Bilimsel araştırmalar, yalnızlığın daima sigara içmek kadar sıhhate ziyanlı olduğunu gösteriyor. Bu duyguyu yakın vakitte yani pandemi sürecinde deneyimlediğimizi, büyük kasvetler yaşadığımızı, bilhassa de bir başlarına kalan yaşlıların hafıza sorunlarının arttığını hatırlatan Nöroloji Uzmanı Prof. Dr. Derya Uludüz, yalnızlığın yol açtığı sıhhat sıkıntılarını ve toplumsallaşmanın müspet tesirlerini şöyle anlattı:,
Prof. Dr. Derya Uludüz,
Sinir hücreleri ortasındaki irtibat bozuluyor
Oxford Üniversitesi’nin araştırmasına nazaran, toplumsallaşma beyin yapısını etkiliyor.
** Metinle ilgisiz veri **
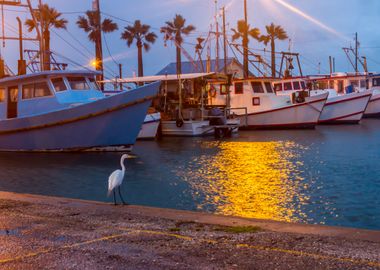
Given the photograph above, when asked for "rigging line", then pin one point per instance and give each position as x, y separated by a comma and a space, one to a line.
80, 43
Toplumsal etrafı geniş olanların beyinlerinin kimi kısımlarının daha büyük olduğu ve daha uygun irtibat kurdukları belirlendi. Yeni ispatlar da toplumsallaşmanın hastalıklara ve yaşlanmaya karşı biyolojik bir güç alanı yarattığını gösteriyor. Konuşmak, sohbet etmek nöronlar ortasındaki ilişkiyi artırıyor. İnsanın tek başına olması, paylaşmaması, konuşmaması, hiçbir faaliyette bulunmaması ve içe dönük yaşaması ise hudut hücreleri ortasındaki bağlantısı bozuyor. Uzun vadeli yalnızlık demans (bunama) riskini artırıyor, gerilimi, depresyonu ve korkuyu tetikliyor. Uyku problemlerine ve yüksek kan basıncına da neden olabiliyor. Bağışıklığı zayıflatarak, bedeni hastalıklara açık hale getiriyor.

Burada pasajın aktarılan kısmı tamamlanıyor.